Regents physics was a joy, as Mr. Pfeiffer taught me physics that was well beyond the scope of the class, partially by giving me audio CDs of the Feynman Lectures. After class we discussed current topics in physics and studied for the AP exam. I hold the record in my high school for the most AP science exams ever taken (one). The most amazing demonstration involved polarizers. A rotating linear polarizer was placed between two orthogonal linear polarizers. Without the middle polarizer, no light can be transmitted, but with it - suprise! Another ephiphany was that projectile motion can be resolved into independant vertical and horizontal motion components.
I chose to attend Stony Brook University because of its excellent physics department, many opportunities for undergraduate research, and the WISE program. I started as a physics and astronomy major, but soon decided that I wanted to be a pure physicist.
Prof.
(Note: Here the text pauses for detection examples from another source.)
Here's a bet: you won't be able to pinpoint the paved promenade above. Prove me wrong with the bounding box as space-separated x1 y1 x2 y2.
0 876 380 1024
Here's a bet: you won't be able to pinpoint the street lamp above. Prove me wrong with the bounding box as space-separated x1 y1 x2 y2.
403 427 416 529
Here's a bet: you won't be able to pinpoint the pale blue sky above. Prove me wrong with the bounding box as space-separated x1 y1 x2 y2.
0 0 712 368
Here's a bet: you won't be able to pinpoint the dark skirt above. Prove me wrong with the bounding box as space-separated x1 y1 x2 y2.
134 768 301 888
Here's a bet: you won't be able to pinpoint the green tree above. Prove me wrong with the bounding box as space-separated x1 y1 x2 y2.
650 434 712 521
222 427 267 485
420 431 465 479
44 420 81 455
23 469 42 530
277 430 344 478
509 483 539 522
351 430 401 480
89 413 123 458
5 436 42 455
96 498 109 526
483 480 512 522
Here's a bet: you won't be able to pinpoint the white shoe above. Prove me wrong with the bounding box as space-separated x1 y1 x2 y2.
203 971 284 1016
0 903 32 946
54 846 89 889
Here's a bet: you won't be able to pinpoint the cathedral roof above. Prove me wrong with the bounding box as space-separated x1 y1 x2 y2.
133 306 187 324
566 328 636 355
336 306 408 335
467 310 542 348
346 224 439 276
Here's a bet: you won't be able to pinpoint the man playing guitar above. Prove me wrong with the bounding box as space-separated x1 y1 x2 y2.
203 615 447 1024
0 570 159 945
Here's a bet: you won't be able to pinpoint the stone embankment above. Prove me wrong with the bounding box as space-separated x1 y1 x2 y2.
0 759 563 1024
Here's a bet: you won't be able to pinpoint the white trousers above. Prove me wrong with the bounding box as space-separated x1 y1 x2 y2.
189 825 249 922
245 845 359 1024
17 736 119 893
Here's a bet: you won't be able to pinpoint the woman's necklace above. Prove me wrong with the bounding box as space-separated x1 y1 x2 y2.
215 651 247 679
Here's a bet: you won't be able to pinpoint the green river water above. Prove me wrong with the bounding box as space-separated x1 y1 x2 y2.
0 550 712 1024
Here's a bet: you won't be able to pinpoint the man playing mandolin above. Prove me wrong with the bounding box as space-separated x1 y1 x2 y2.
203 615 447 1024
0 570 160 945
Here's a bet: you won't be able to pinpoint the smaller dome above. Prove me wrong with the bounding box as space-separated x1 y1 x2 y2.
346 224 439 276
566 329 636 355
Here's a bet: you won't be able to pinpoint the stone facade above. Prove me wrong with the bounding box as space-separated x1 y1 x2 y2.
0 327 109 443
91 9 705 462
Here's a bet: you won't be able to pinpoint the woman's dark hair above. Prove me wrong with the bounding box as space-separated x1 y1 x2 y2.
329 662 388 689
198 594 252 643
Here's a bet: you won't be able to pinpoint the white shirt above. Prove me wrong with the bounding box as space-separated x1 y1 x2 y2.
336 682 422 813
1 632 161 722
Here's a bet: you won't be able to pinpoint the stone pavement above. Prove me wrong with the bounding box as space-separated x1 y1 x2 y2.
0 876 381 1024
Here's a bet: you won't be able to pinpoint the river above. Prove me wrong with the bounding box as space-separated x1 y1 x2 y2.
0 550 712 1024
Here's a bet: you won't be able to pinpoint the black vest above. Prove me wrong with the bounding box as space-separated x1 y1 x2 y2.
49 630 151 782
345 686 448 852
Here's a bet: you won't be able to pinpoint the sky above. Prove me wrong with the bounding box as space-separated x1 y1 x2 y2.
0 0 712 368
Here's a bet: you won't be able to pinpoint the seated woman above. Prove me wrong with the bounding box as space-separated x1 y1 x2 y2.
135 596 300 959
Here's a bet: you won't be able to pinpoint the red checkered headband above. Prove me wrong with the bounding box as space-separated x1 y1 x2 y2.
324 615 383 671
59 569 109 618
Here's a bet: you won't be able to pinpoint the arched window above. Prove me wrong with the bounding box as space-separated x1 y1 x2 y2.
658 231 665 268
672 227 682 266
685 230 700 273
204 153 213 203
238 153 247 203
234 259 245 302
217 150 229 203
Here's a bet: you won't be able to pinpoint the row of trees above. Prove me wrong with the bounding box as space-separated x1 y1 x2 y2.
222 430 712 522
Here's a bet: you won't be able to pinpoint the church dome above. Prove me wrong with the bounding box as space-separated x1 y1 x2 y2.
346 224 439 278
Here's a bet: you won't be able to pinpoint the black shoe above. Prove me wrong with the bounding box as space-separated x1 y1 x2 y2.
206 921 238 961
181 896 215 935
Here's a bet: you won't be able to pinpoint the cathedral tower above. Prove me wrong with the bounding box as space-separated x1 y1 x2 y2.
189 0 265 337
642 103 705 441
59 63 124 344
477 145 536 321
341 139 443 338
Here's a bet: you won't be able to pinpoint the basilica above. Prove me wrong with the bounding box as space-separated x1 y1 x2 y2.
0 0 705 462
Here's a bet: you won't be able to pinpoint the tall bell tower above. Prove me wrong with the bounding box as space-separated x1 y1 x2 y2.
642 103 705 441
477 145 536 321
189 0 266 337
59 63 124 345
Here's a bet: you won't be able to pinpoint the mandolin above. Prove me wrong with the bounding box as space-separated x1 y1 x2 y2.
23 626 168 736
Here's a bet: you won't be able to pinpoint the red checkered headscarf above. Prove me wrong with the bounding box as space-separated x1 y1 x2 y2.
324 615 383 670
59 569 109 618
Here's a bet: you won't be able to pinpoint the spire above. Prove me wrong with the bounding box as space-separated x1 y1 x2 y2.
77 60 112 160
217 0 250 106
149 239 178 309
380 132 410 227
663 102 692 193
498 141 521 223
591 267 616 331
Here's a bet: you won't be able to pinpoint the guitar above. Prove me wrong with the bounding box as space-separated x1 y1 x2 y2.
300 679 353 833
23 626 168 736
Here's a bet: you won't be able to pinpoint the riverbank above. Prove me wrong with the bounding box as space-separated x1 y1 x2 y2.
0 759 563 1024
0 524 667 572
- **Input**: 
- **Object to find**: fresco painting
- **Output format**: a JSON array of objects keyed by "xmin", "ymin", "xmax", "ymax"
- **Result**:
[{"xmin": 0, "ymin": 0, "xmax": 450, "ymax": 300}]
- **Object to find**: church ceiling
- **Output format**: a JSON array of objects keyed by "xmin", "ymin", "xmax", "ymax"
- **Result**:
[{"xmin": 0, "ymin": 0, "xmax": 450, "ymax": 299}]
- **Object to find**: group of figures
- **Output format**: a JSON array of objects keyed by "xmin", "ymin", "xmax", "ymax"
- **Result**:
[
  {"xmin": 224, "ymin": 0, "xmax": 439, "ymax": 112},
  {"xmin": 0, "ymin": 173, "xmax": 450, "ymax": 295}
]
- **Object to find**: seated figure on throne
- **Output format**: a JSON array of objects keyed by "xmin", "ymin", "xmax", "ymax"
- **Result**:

Gene Sprouse was my professor for freshman honors physics. My favorite subject was EM. I literally had difficulty sleeping after Prof. Sprouse derived c=1/√(με) because it was so exciting. It's very satisfying that I can now derive that myself. He showed us the Nuclear Structure Lab and I fell in love with the resonators. I could picture the current flowing back and forth in the arms, pulling then pushing the beam.
I became envolved in the LTC through WISE 187. My experiences here have quite literally changed my life. It started by finding Grover Swartzlander's "Peering into Darkness" paper, and now I want to study quantum phase for at least the next decade. I have travled to FiO meetings, visited other labs, listened to amazing seminars, met many brilliant physicists, and have fallen in love with physics more than I ever thought possible. I am learning what it is to live and think as a physicist, and I cannot imagine a better fate.
After Stony Brook I plan to earn a Ph. D. in quantum optics (ultracold atoms), and I will ultimately do research at a national lab or institution. I also want to write books on physics to inspire the next generation of physicists, as others have inspired me.
In my free time, I love to travel, hike, ski, kayak, stargaze, run, rollerblade, bike, snowboard, read (mostly physics books), browse Wikipedia and science news sites, play my clarinet, garden, and spend time with my cats, friends and little sister. I am a vegetarian because I love and respect animals and the environment. My favorite movies include The Matrix, Star Trek IV, Amelie, Totoro, 12 Monkeys, the Star Wars classic trilogy, and The Lord of the Rings trilogy (I've loved the books since I was eight). If I'm watching television, it's probably NOVA, Star Trek (my favorites are VOY, TNG, TOS, DS9, respectively), The Simpsons, Family Guy, or Seinfeld. My childhood favorite shows were Laurel & Hardy ("like two peas in a pod-d"), Rocky & Bullwinkle and Fraggle Rock. Two of my favorite books are Cat's Cradle by Vonnegut and 1984 by Orwell. I love classical music and instrumental soundtracks, but my favorite artist is Trent Reznor. I'm very Scandinavian and would love to learn Swedish or Danish (and Japanese).
I share my birthday with Leopold Kronecker.